Careful--that’s the disease talking.
The Holiday
To-Do list has a life of its own. It grows
faster than a B-Movie mutation. Forget
trying to contain it. A need-meter's brain
is a warm moist incubator for this fungus.
The only hope
of surviving the Curse of Caring Too Much is
to leave the monster alone and attack the
lesser demons: the Beta stressors--those
second-string compulsions.
You can start
by turning your imagination around.
USING YOUR
WHAT-IFS FOR GOOD INSTEAD OF EVIL
We’re great at
imagining the family unit will go supernova
if we don’t live up to our over-doing
reputations. In retrospect it’s always
obvious: holidays never meet everyone’s
expectations. And does it matter? Are lives
lost?
Imagination
can be an ally when we ask:
Would the
world come to an end if I made potatoes from
a box?
Would the
dinner table turn into Lord of the Flies if
I didn’t sculpt every family pet out of
marzipan this year?
Would Charlie
end up in therapy for abandonment issues if
I didn't crochet his name onto that
videogame cozy?
Congratulate
yourself every time you let go of
omnipotence.
But when
you’re up against Toxic Traditions, you’ll
need more in your arsenal than just
what-ifs.
Dogma-doers
must minimize their exposure to the needs of
others.
PINK LIES
Remember
Little White Lies? They spare the feelings
of others. Pink lies spare your own as well!
Need-meters
are obligation magnets. They cannot screen
out the pleading eyes or the
passive-aggressive demands.

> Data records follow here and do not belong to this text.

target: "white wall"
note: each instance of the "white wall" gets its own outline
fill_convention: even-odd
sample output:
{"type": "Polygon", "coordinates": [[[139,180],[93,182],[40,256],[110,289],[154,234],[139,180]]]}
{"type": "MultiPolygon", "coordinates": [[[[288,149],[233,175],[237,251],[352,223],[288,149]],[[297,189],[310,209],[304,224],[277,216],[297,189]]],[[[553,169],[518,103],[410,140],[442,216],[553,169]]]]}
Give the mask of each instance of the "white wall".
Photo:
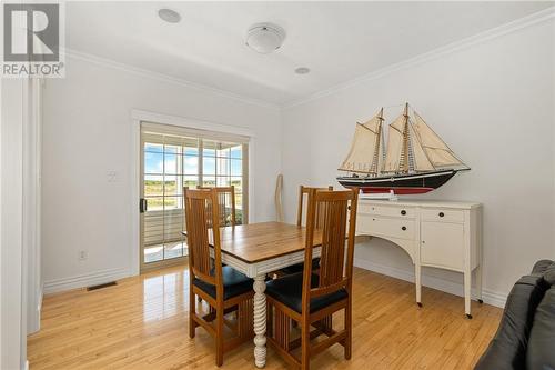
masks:
{"type": "Polygon", "coordinates": [[[23,369],[27,358],[26,263],[22,240],[24,82],[1,81],[0,369],[23,369]]]}
{"type": "MultiPolygon", "coordinates": [[[[131,110],[226,126],[255,134],[251,220],[274,219],[281,169],[278,108],[69,57],[65,79],[44,91],[42,233],[46,291],[128,276],[133,248],[131,110]],[[108,182],[107,171],[117,171],[108,182]],[[78,260],[88,250],[89,258],[78,260]]],[[[137,204],[138,204],[137,200],[137,204]]]]}
{"type": "MultiPolygon", "coordinates": [[[[484,204],[485,293],[504,297],[537,259],[555,258],[554,33],[552,19],[285,109],[287,220],[300,183],[337,184],[357,120],[408,101],[472,167],[426,197],[484,204]]],[[[356,259],[412,274],[408,257],[383,240],[359,244],[356,259]]],[[[447,286],[462,282],[424,270],[447,286]]]]}

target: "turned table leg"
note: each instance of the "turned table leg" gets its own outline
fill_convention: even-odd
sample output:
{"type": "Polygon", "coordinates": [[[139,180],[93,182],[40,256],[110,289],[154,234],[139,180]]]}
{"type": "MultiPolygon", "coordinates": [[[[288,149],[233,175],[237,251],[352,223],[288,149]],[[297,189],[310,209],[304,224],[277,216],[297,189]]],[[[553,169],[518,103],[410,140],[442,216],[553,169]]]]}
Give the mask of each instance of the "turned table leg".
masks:
{"type": "Polygon", "coordinates": [[[265,273],[254,278],[254,363],[258,368],[266,364],[266,289],[265,273]]]}

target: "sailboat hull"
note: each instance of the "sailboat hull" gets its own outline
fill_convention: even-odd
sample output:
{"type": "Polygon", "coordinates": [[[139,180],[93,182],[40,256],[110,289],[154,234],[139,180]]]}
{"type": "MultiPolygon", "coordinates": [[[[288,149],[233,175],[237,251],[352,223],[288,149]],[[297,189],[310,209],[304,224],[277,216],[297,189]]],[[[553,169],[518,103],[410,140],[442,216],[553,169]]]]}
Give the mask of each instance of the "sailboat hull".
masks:
{"type": "Polygon", "coordinates": [[[395,194],[422,194],[440,188],[458,170],[442,170],[423,173],[393,174],[389,177],[339,177],[345,188],[360,188],[363,192],[390,192],[395,194]]]}

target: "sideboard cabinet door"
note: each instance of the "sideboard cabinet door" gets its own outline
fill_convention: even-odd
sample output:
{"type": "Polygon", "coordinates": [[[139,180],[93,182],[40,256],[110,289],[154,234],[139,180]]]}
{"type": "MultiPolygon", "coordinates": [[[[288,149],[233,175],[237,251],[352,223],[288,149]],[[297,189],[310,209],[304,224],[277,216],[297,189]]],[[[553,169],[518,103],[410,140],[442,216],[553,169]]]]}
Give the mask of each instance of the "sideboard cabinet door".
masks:
{"type": "Polygon", "coordinates": [[[421,261],[423,264],[463,270],[464,226],[422,221],[421,261]]]}

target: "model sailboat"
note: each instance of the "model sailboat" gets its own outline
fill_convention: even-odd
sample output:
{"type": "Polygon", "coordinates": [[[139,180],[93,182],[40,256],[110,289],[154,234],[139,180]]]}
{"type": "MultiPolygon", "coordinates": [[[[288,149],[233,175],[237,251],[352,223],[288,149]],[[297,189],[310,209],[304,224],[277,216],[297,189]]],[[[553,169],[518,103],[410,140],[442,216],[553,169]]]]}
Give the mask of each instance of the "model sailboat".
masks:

Excuses that buy
you a little time out are crucial because
absence is an anal accommodator’s only
defense.
There are
three basic categories of Pink Lies:
Why you have
to leave early.
Why you have
to come late.
Why you have
to leave in the middle.
EXAMPLES:
THE MEDICAL
STAND-BY: I have: (pick one: allergies,
female troubles, New Guinea Flu or if
necessary: “some kind of oozing pussy rash”)
THE BIG GUNS:
“I have to go in for a pre-surgical
consultation and I won’t be able to fly out
that day”
THE POOR ME:
“I made two huge pots of my favorite ginger
Sherry pumpkin soup and then I set it on top
of my car and drove off. Maybe next year.”
THE I’LL BE
RIGHT BACK: “I forgot to get the sour
cream—No, it’s a special l kind and I am the
only one who knows where to find it.” When
you return after three blissful hours,
bravely recount your wretched Odyssey to
twenty-six 7-11’s.
THE NOT MY
FAULT: My husband decided to go find his
birth mother, we’re leaving for the
Philippines tonight. (Always use someone
else as your excuse whenever possible.)
From the banal
to the sublime, migraines to court-ordered
community service, the Pink Lie buys you a
little separation from your demanding fans.
But don’t forget you need to stay one step
ahead of your internal Perfection Police.
SETTING
YOURSELF UP FOR FAILURE: SWEET BLESSED
FAILURE
It’s important
to set yourself up for failure. Yes, for
failure.
For falling
short of your massive potential. Not an easy
task for an OGD. You must plan carefully and
remain vigilant.
MAKING YOUR
TO-DON’T LIST
An anal
accommodator is incapable of limiting the
guest list to three digits or stopping at
sixteen sets of meringue crèche figures. She
cannot spend less, do less, coddle less, say
yes less. So she must look for something
that she can eliminate. Naturally, it will
be a non-holiday related task since the
whole Yule area of the brain has been taken
over by MARTIAL LAW.
Ask yourself:
Where can I economize my energy?
If you were
devoting extra hours to anther kind of
winter disaster like clearing mudslides,
housing the homeless, you would probably
lighten up on routine domestic chores at
home. Cut yourself the same slack.
Try out this
delicious TO-DON’T LIST SAMPLER
Don’t change
clothes for three days.
Don’t cook
anything but microwave food on Fridays and
Tuesdays.
Don’t help
your son with homework on Mondays.
Don’t clean
the refrigerator.
Don't
volunteer cupcakes.
Don’t change
the sheets till New Year’s.
Be sure and
WRITE DOWN your To-Don’t List
And when you
have not done them, check them off proudly!
You stole back a little time. That’s a rare
achievement for a compulsive
Dogma-Doer—truly something to celebrate!